We circled our coach, our heads bent forward so that we could better hear him amidst all the rancorous noise, as he gave us our final instructions. “Their only chance is a long down court pass. There’s not enough time for anyone to dribble down to their end,” Coach told us. “Michels, Osborn, Case, and Donoho, you guys swarm around the inbound pass area to deny them an easy inbound pass and Mills, you’ll stand down court to knock away any long passes.”
I for one was pleased I would be stationed away from the action, with no possibility of screwing up, ready with my long arms to knock a pass out of the air. It would not exactly be like making a game winning shot, but at least it would be a final exclamation mark on a hard fought and exciting win.
We put our hands together and then broke from the huddle. I think we all took deep breaths. Four seconds would surely pass in a blink of an eye.
The best laid plans of mice and men. The ball came in to Corum Turner. He sprinted through our entire defense, moving like a bolt of lightning in my direction, there where I stood beneath their basket. Out of the corner of my eye, I thought I caught a glimpse of my dad, standing up on his tiptoes and both arms up in the air, as if he could help me swat the ball away.
Everything went into slow motion, with me wondering why the horn to end the game had not sounded, and Coach screaming, “Don’t foul, Mills! Don’t foul, Mills!” In what must have been milliseconds, I thought it was funny what the coach was shouting. It sounded like he didn’t want me to foul myself.

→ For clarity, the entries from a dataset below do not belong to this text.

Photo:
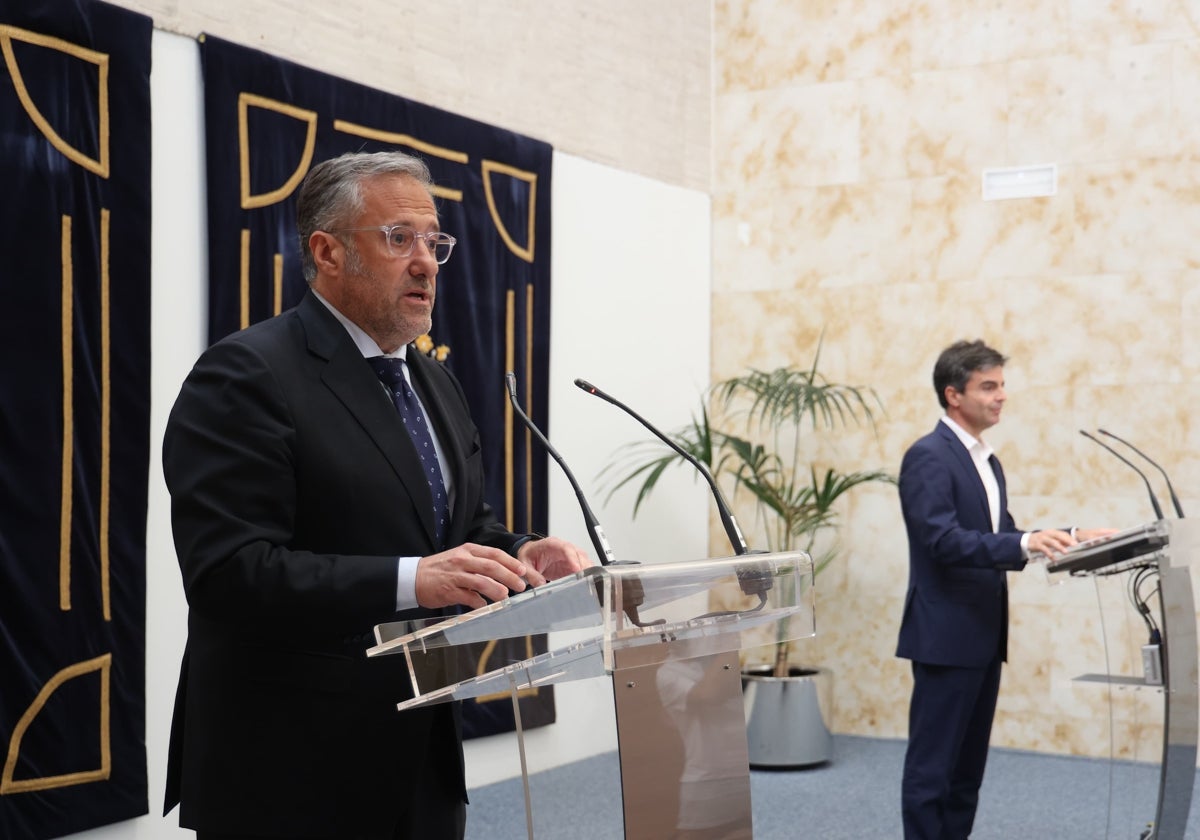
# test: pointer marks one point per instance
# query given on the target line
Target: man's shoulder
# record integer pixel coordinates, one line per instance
(934, 439)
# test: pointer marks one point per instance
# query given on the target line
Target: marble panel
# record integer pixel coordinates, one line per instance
(1138, 216)
(964, 33)
(1119, 22)
(1092, 106)
(958, 237)
(957, 120)
(766, 43)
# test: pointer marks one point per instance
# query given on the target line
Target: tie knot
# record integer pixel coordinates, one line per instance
(390, 371)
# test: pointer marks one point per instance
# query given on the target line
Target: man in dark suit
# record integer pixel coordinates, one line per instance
(304, 514)
(961, 544)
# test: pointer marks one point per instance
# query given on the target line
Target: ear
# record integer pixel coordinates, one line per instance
(328, 252)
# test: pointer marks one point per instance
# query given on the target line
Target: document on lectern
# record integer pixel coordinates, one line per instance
(724, 604)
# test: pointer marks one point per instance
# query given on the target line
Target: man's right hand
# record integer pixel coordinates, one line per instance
(1050, 543)
(471, 575)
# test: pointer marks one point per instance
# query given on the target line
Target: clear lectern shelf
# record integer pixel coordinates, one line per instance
(725, 604)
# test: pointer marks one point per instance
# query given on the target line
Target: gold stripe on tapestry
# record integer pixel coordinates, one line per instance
(399, 139)
(9, 785)
(509, 339)
(247, 101)
(67, 328)
(279, 283)
(244, 281)
(7, 35)
(531, 178)
(529, 407)
(106, 411)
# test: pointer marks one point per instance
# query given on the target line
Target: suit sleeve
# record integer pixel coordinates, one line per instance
(931, 501)
(231, 467)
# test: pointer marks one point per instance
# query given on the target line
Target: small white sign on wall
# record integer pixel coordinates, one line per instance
(1027, 181)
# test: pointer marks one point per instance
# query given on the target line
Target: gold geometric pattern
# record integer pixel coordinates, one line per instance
(9, 785)
(10, 34)
(495, 167)
(245, 102)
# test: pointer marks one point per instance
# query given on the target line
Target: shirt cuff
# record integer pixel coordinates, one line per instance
(406, 583)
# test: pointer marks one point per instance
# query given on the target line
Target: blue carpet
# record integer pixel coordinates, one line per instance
(853, 797)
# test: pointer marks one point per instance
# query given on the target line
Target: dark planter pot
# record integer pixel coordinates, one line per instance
(787, 718)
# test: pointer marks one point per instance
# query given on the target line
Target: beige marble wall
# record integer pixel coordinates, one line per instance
(622, 83)
(849, 144)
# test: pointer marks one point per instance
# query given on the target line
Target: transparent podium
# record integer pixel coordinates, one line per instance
(1161, 552)
(667, 635)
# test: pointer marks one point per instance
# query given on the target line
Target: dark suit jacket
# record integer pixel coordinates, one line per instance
(957, 605)
(294, 489)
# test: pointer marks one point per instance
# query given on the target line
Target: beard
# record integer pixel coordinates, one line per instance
(385, 323)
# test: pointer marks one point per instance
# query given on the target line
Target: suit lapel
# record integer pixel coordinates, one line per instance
(963, 459)
(347, 375)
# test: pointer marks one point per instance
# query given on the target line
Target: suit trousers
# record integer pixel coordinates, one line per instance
(949, 726)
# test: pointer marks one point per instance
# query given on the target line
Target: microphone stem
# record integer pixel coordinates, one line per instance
(595, 533)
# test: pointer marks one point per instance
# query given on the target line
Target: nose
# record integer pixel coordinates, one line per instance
(421, 261)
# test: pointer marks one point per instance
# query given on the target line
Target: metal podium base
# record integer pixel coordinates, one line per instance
(684, 769)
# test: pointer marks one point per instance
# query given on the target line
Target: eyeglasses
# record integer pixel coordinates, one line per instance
(402, 239)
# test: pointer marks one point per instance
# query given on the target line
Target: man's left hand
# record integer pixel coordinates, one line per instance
(551, 558)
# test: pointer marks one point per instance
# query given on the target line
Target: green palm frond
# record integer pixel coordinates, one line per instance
(795, 503)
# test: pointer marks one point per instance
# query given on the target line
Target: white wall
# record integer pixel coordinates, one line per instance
(629, 312)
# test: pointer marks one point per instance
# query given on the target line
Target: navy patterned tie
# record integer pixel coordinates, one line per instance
(391, 373)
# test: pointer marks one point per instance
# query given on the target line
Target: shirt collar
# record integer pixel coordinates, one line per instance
(975, 445)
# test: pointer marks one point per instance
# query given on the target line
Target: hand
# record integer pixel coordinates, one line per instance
(1050, 543)
(471, 575)
(552, 558)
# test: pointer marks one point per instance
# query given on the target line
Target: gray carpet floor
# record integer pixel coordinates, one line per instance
(853, 797)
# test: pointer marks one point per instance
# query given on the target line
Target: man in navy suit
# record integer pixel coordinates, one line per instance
(304, 515)
(961, 544)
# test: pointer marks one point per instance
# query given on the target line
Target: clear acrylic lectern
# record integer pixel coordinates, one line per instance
(1168, 549)
(669, 636)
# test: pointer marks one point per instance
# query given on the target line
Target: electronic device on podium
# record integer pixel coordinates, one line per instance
(1111, 553)
(1159, 553)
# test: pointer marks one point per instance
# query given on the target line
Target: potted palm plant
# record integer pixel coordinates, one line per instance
(761, 432)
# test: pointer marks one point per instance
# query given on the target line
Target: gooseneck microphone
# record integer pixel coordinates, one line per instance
(1153, 499)
(594, 531)
(727, 520)
(1175, 499)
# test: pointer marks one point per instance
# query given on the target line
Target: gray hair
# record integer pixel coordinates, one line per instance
(331, 192)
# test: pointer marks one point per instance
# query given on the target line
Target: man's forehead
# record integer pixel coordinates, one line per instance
(995, 373)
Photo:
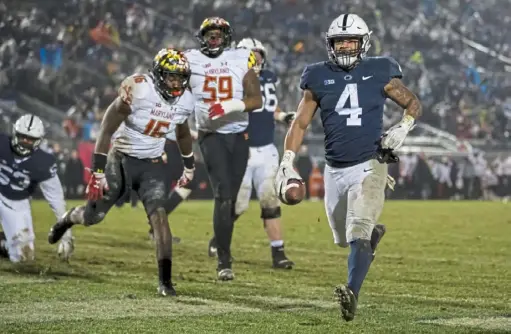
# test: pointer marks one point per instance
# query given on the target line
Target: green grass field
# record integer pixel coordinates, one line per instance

He should have been saying instead, “Don’t foul him.” But I knew what he meant, and I was determined not to be the goat of the game, not to be the one to put this basket making machine of a player at the foul line with no time left on the clock.
Corum Turner charged right up to me, his one good eye, like a demonic wink, looking right into my two good eyes. He stopped, jumped straight up in the air and tossed in the gentlest little jump shot I ever saw. The ball was in a perfect rotation in the air when the horn sounded. At least I did not foul him.Oddly, after the game, Coach hardly mentioned anything about the final shot, the basket that broke the hearts of all the Bluford fans. He just sat with his shoulders slumped forward, in a folding chair in the deadly quiet dressing room, looking through the scorebook. He glanced up at me as I left and without any malice said, “I was just waiting for you to cram that ball down Corum Turner’s throat.” Then he turned back to the scorebook, as if he hoped to find a mistake that would win us back the ball game.
Crab Orchard Wins Little Egyptian Conference Tournament.
Crab Orchard won the Little Egyptian Conference title with a 66-65 victory over Bluford. The Crab Orchard Trojans won at the horn when Corum Turner dribbled the length of the court for a setup shot.